With jobs in the news President Obama has been eager to talk about the new found success of the American auto industry. He visited Ohio to highlight the fact that the American auto industry is back to being profitable after the financial crisis nearly wiped out the Big Three. I am quite sure that he will be reminding some of the folks in Ohio and Michigan that the Republicans were firmly opposed to assisting the U.S. auto industry. No question that the President’s actions saved about a million American jobs and spared us the ignominy of not having a domestic auto industry, but the Republicans still remain opposed to the actions taken by President Obama (and President Bush) I have to say that the criticism has been somewhat muted, with Mitt Romney claiming he was against the help before he was for it. (Or was it the other way around?) A potent issue in the industrial midwest, where the President will need help in 2012. I think the words from Republican Pat Buchanan on the American auto industry highlight the critical importance to the United States of a viable auto sector.
When workers, execs, engineers, dealers, salesmen and suppliers are all factored in, the Big Three employ 3 million people who contribute $21 billion a year to Social Security and Medicare, and $25 billion in federal income taxes. Add in all the businesses that depend on the auto industry, and we are talking about one-tenth of the U.S. labor force.
As columnist Tom Piatak of Chronicles and Takimag.com writes, 850,000 retirees, and their families, depend for pensions and health care on the Big Three. If they go under, the burden falls on us.
And to let the auto industry die is to write America out of much of the economic future of the planet.
So the President, in my opinion, has a good political story to tell on the Big Three automakers.
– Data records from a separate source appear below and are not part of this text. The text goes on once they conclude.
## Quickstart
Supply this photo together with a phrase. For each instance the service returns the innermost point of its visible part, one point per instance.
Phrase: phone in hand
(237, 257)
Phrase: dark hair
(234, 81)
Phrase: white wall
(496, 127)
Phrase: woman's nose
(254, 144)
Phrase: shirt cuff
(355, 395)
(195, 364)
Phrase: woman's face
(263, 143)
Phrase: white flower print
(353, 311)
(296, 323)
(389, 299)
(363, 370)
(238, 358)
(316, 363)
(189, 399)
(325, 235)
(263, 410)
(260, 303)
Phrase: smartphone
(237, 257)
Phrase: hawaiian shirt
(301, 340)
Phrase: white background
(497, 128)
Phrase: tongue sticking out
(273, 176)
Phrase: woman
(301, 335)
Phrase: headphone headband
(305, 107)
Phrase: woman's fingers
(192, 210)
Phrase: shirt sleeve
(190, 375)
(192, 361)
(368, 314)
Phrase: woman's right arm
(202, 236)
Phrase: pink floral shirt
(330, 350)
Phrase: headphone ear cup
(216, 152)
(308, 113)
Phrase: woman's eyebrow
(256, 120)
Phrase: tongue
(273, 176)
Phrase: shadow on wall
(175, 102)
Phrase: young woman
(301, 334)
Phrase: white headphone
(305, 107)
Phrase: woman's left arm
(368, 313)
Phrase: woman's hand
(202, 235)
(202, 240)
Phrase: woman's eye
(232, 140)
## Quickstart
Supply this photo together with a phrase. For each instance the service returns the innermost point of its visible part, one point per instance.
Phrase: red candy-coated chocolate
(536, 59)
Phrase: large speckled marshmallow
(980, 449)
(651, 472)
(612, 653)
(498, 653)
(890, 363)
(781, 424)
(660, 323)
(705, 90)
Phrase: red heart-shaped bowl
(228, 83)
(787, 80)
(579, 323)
But the job numbers released yesterday were not good news politically, with job growth below expectations, and unemployment still over 9%. The fact that two million jobs have been created in the last fifteen months (as opposed to the massive monthly job losses occurring when he took office) will not be enough to help the President politically. The Republicans teed off on him on that front yesterday, and will likely continue that drumbeat while the unemployment rate stays above 8%. Aside from some talk about “restoring confidence” and tax cutting for upper earners and corporations I have not heard anything from Republicans that leads me to believe they have a cogent plan for job creation. The “confidence fairy” talked about by Paul Krugman will not be creating demand anytime soon.